Haïti – Économie: Déclaration de politique générale rejetée, les conséquences économiques sont à venir
Comme toute la presse en parle, la déclaration de politique générale du premier ministre nommé a été sanctionnée ce Dimanche dernier à la chambre des députés avec 38 députés pour, 36 contre et une abstention. Donc, la politique générale du premier ministre nommé, Fritz Alfonse Jean, n’a pas eu la bénédiction du parlement et a été rejetée.
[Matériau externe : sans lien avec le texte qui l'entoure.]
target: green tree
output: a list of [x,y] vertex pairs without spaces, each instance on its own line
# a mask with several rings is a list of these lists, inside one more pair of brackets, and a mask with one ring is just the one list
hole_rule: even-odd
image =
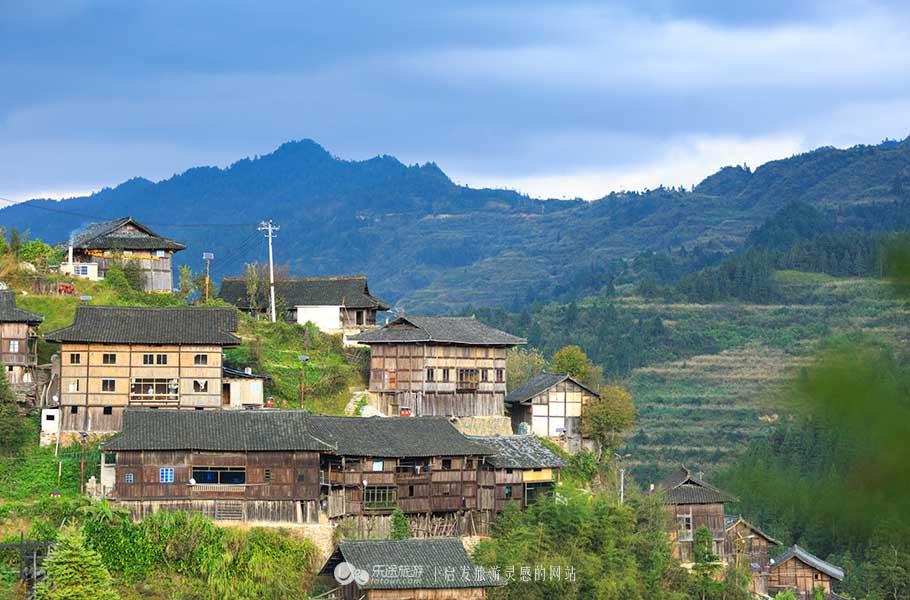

Si certains se réjouissent de ce vote de non confiance, d’autres, notamment des économistes et des acteurs avisés du pays, sont conscients que ce vote défavorable aura des conséquences socioéconomiques graves sur le pays, car la pérennisation de l’instabilité politique et institutionnelle, ou encore l’aggravation de cette crise politique avec l’absence d’un chef de gouvernement, ne manquera pas d’avoir des coûts économiques énormes que l’on pourra difficilement quantifier et rattraper à l’avenir. Il est de toute évidence que doter le pays d’un gouvernement provisoire maintenant ne veut pas dire que la crise politique est résolue et que tout va être rose pour l’économie. Cependant, les conséquences de ne pas avoir ce gouvernement sont beaucoup plus importantes.
Il faut rappeler que nous sommes à quelques jours de la fin du deuxième trimestre de l’exercice fiscal en cours. Un deuxième trimestre perdu en raison des soubresauts politiques depuis Janvier dernier, notamment avec l’annulation du deuxième tour des élections qui a ainsi accouché un président provisoire qui lui-même, après plus d’un mois, n’arrive pas à doter le pays d’un gouvernement pour poursuivre avec le processus électoral et mettre un peu de stabilité dans les institutions publiques.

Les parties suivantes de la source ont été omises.